Abstract
Serial Analysis of Gene Expression (SAGE) is a sequence-based measure of gene expression that provides quantitative information on the population of transcripts through the generation and counting of specific sequence tags. Many SAGE datasets are publicly available for analysis, constituting a valuable resource for the study of gene expression. These datasets contain tags that are not obviously derived from known transcripts and thus hint at the existence of a large number of novel transcripts; however, the prioritization of candidates for further experimental verification is difficult. Here we demonstrate a method to identify non-coding antisense transcripts which may be implicated in stem cell differentiation by combining SAGE data with gene expression data derived by a complementary method. We produced SAGE libraries and paired microarray gene expression data pre- and post-differentiation of three mouse stem cell types (embryonic, mammary and neural). We found 1,674 SAGE tags antisense to 1,351 protein coding genes.
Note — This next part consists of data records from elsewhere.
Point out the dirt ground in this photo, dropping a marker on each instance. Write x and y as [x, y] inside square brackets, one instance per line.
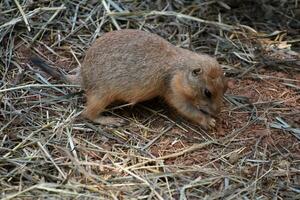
[48, 151]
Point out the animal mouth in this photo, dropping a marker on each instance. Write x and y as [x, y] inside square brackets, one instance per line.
[206, 112]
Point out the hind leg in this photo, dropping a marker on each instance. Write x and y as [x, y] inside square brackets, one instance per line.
[95, 106]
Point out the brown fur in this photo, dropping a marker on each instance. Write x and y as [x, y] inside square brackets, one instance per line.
[134, 66]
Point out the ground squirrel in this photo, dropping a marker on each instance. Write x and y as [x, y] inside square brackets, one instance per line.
[134, 66]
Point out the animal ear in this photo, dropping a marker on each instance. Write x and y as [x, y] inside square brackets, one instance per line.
[228, 83]
[196, 72]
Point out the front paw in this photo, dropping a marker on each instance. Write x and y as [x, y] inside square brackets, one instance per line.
[208, 123]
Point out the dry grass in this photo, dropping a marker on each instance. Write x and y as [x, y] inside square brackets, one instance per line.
[48, 151]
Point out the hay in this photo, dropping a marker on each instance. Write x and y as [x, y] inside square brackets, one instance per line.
[48, 151]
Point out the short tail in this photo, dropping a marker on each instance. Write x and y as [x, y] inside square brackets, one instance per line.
[54, 72]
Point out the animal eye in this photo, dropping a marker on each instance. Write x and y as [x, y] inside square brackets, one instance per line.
[207, 93]
[196, 72]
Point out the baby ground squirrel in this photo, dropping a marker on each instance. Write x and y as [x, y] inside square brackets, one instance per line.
[134, 66]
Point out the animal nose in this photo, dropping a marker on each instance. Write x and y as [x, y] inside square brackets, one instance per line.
[215, 109]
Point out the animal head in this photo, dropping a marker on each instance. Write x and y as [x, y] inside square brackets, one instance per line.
[205, 88]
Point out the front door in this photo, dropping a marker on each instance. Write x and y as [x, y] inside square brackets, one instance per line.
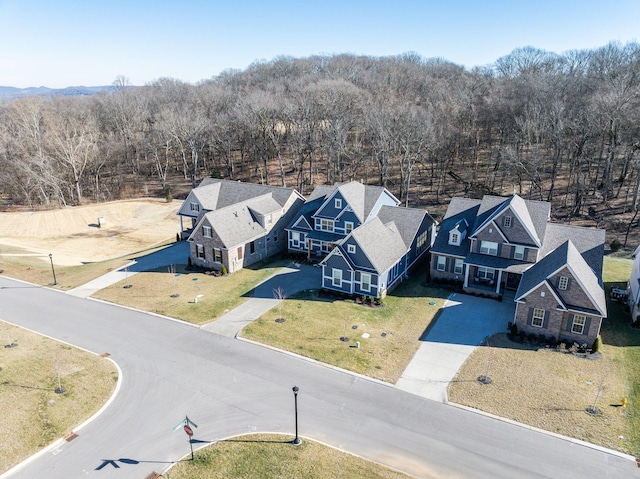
[513, 280]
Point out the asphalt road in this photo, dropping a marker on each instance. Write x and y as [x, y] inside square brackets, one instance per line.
[229, 387]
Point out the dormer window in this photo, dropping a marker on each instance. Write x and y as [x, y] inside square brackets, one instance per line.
[455, 237]
[489, 247]
[563, 283]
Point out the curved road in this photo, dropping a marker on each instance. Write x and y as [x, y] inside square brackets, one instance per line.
[229, 387]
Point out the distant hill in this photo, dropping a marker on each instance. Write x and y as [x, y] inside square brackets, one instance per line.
[11, 93]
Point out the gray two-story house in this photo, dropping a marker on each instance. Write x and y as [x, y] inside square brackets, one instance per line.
[497, 246]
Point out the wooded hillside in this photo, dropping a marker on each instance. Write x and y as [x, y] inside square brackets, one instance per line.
[561, 128]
A majority of these antisense tags overlap the 3’UTRs of sense genes; their abundance correlates with the expression of the corresponding sense genes and appears to be tissue specific. We did not find significant association between the expression of these tags and alternative splicing. We measured the expression of three genes expressed in the mouse embryo (Zfp42/Rex1, Ywhag/14- 3-3g and Pspr1) and corresponding putative antisense transcripts by qPCR before and after differentiation of mESC. We conclude that it is possible to identify putative novel antisense transcripts with a potential role in ES cell differentiation by integrating data from existing SAGE libraries with expression data derived by a complementary method. All data used in this work are available from the Gene Expression Omnibus (GEO) and StemBase databases.
Keywords: Serial Analysis of Gene Expression, DNA microarray profiling of gene expression, Embryonic stem cells, Neural stem cells, Mammospheres, Stem cell differentiation, Antisense transcripts, Non-coding RNA, Alternative splicing, Expressed Sequence Tag libraries.